Now I did found a opkg package called luci-proto-bonding but from here I'm clueless how to configure it, on the start page I see that I need to use a ip address would it be like any ip like you also can do with pppoe-server for those who are known with this?
When I click on the advanced tab I see I can add slaves?, what are those? can I just add lan which shares all ports on br-lan? or do I have to create for each network port a exclusive interface and use those as slave?
if someone can show me a tutorial which is up to date that would be awesome :D, I noticed alot of threads getting stuck.
edit
I noticed the slaves part is getting more confusing I can add both bridge devices and port devices...

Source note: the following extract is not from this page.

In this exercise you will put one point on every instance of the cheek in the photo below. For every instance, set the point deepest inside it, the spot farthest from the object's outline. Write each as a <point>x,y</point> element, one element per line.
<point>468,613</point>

when we bought new HP servers, someone was very "smart" and ordered servers with 4x1G cards
explanation was, that we will make bonding, it will be very 'cool'
well, it is not so cool
but, it is only my private opinion
one good thing is that you will have some sort of cable failure backup, yes, it is nice
but speed ... it is far far away from theoretical 4*1
depends on traffic type, how clients are coming in (L2, L3, L4) and, equipment on other side of bond
As an aside, the simplest and best way of thinking of bonding is not a way of combining channel bitrates (the channel bit rates stay the same, 2*1 Gb/s is still going at 1Gb/s). Rather, bonding is a way of using multiple channels to send packets in parallel and at the far end recombine them to send onwards in series in the correct order.

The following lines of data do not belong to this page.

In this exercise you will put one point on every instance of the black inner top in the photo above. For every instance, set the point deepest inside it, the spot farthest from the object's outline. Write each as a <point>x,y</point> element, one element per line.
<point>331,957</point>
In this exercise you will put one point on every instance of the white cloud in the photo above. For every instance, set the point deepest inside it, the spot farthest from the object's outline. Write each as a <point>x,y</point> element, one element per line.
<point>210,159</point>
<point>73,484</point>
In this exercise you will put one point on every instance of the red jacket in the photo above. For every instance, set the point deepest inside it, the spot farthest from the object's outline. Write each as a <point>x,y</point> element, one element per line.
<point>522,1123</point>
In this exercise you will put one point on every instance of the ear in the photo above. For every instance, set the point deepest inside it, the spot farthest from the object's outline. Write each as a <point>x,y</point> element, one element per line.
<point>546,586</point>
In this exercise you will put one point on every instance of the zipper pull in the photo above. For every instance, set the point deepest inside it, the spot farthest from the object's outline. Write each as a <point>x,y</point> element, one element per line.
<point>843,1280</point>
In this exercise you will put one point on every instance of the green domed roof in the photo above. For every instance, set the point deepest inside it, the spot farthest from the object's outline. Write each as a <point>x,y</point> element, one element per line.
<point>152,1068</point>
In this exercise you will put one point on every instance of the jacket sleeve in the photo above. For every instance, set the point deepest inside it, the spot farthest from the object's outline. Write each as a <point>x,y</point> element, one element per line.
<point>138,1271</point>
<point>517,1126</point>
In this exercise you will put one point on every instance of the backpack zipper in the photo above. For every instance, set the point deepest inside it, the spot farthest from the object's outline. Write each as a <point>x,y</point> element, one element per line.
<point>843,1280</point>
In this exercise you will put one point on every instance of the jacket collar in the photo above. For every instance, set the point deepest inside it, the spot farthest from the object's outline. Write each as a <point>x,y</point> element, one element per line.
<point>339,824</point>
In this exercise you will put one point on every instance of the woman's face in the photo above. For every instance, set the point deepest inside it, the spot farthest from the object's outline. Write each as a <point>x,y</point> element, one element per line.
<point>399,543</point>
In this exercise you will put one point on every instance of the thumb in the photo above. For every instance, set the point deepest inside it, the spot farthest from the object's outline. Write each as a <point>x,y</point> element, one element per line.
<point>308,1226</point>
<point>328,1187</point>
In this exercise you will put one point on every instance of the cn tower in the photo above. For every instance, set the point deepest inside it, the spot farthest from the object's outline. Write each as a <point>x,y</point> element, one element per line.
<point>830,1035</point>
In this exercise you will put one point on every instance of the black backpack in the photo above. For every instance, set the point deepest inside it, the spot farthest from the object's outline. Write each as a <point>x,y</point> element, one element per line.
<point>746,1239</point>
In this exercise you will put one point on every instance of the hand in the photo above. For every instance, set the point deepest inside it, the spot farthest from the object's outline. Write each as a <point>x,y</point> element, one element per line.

Lets say we have two 1Gb/s ethernet channels. Lets also say the average packet size is 1500 bits.
So very simplistically that is 1x1024x1024x1024/1500 = 715,000 packets per second.

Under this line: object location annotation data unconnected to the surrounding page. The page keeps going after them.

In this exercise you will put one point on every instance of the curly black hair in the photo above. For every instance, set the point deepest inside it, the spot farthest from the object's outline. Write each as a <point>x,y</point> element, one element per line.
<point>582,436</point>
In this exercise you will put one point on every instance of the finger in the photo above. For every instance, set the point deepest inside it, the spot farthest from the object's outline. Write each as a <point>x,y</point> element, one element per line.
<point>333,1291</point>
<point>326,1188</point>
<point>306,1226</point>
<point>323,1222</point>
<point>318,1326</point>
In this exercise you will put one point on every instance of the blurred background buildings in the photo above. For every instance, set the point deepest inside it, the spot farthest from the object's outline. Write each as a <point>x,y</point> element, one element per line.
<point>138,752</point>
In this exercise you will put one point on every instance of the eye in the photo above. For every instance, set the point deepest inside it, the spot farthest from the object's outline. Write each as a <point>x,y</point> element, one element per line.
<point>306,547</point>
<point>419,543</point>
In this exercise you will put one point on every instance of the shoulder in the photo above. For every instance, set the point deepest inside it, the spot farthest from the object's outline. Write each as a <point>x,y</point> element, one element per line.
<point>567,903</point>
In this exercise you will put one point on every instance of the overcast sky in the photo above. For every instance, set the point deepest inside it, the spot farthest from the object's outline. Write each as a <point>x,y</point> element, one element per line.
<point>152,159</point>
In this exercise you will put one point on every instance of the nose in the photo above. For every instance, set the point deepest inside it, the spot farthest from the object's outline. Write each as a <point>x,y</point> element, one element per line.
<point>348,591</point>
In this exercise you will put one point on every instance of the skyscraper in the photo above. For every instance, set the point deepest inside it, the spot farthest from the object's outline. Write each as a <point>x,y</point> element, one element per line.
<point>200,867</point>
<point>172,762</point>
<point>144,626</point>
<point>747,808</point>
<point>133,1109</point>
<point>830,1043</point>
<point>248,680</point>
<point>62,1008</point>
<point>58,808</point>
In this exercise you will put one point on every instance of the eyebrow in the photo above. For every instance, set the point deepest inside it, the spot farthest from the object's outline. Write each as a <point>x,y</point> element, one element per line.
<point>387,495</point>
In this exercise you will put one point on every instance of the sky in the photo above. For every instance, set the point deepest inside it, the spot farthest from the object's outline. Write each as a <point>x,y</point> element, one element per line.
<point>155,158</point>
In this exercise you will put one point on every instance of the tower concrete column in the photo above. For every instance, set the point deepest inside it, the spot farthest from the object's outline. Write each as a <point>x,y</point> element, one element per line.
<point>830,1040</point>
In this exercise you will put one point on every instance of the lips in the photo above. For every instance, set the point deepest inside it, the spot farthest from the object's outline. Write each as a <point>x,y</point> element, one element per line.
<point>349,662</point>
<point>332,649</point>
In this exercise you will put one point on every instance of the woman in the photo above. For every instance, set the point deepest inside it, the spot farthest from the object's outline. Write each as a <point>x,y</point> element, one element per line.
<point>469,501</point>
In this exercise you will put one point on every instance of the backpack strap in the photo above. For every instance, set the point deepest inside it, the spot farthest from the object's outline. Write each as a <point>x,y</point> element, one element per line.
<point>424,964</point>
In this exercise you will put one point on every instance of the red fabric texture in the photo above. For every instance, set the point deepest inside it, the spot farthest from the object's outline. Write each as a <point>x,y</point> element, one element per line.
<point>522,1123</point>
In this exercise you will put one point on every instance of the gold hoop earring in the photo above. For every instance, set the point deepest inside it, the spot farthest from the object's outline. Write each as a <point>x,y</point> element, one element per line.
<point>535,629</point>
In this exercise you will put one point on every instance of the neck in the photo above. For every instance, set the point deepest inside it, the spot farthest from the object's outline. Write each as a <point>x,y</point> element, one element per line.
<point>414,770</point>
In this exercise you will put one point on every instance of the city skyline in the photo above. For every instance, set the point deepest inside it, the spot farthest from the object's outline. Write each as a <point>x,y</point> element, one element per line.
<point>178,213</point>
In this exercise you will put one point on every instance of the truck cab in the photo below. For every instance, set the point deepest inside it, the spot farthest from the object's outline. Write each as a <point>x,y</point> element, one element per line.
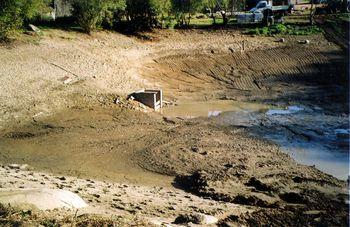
<point>276,6</point>
<point>262,5</point>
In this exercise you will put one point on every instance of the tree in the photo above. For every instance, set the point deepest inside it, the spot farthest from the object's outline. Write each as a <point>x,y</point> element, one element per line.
<point>15,13</point>
<point>183,7</point>
<point>144,13</point>
<point>217,5</point>
<point>90,13</point>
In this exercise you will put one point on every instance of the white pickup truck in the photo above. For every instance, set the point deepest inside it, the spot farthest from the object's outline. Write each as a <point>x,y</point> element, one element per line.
<point>265,12</point>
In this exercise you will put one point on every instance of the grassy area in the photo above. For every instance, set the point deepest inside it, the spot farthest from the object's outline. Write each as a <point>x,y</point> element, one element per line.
<point>282,29</point>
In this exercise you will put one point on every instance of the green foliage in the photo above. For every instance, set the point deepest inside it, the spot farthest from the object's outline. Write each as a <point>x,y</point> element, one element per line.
<point>14,13</point>
<point>144,13</point>
<point>282,29</point>
<point>90,14</point>
<point>182,7</point>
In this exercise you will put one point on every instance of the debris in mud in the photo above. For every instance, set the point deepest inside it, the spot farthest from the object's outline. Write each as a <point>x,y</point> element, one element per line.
<point>150,97</point>
<point>293,197</point>
<point>304,41</point>
<point>199,219</point>
<point>66,80</point>
<point>258,185</point>
<point>19,135</point>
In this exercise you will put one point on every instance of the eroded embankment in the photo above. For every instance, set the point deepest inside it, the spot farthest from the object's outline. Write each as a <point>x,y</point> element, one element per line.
<point>104,141</point>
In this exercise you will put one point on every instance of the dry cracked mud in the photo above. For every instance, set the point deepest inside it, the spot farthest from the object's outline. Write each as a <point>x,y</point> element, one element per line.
<point>237,177</point>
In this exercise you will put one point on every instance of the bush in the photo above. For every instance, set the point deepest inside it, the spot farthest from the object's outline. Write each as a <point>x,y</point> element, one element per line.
<point>90,14</point>
<point>14,13</point>
<point>143,13</point>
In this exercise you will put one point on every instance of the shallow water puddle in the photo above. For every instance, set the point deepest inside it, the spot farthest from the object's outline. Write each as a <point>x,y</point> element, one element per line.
<point>210,108</point>
<point>307,134</point>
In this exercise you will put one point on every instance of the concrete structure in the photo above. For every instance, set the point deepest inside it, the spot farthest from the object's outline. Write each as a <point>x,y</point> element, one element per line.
<point>151,98</point>
<point>61,8</point>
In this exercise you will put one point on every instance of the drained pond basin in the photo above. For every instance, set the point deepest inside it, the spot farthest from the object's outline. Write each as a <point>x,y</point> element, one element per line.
<point>306,133</point>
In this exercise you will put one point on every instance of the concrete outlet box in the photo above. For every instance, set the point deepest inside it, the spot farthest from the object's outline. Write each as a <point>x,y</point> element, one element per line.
<point>151,98</point>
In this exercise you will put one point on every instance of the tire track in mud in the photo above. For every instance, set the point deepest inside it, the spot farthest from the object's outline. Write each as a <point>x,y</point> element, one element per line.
<point>256,70</point>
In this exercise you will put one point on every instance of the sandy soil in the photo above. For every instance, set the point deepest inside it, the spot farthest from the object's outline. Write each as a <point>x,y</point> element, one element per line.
<point>75,130</point>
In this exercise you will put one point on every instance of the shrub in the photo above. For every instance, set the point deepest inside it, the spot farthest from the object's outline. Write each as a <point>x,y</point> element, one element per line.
<point>143,13</point>
<point>90,14</point>
<point>14,13</point>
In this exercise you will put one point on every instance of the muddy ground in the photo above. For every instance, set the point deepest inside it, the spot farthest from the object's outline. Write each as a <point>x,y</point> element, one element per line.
<point>85,135</point>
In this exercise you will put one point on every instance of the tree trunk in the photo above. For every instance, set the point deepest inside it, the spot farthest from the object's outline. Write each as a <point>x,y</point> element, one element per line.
<point>224,18</point>
<point>312,13</point>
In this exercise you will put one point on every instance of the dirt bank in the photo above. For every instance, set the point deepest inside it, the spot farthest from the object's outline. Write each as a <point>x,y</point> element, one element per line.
<point>74,128</point>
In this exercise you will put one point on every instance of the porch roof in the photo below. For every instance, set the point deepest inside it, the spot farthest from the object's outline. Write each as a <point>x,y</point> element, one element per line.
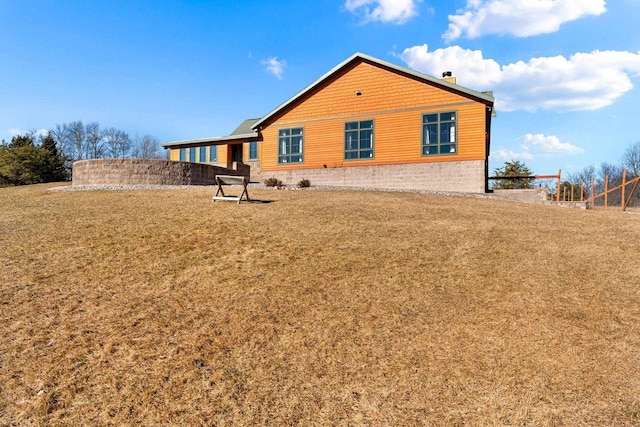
<point>243,133</point>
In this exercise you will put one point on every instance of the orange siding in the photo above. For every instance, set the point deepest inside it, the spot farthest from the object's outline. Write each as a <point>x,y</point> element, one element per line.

Bonding two such ethernet channels together will give 715,000x2 = 1,430,000 packets per second.
Now, to make sure the parallel bonded streams are buffered and reconstructed into a single serial stream with all the packets in the correct order can take considerable amounts of memory and cpu cycles, so a lot of compute power and resource is needed.
In the real world there are also many overheads this simplistic view has not taken into account so the achieved output packet rate is always going to be less than this simple model predicts.
Where bonding becomes realistic in the world of "normal" router type devices, is combining multiple low bandwidth channels together into something more useful.
Long distance point to point wireless links using multiple radio channels on the same link has been a well used application, particularly before the current state of the art high bandwidth professional but proprietary hardware became available.
Shorter distance venue or community mesh systems are a current popular application using dual 5GHz radios on each mesh node to give a significant performance increase for the mesh network backhaul without having to resort to very expensive and proprietary hardware.
I hope this adds some context to the presence of bonding in OpenWrt.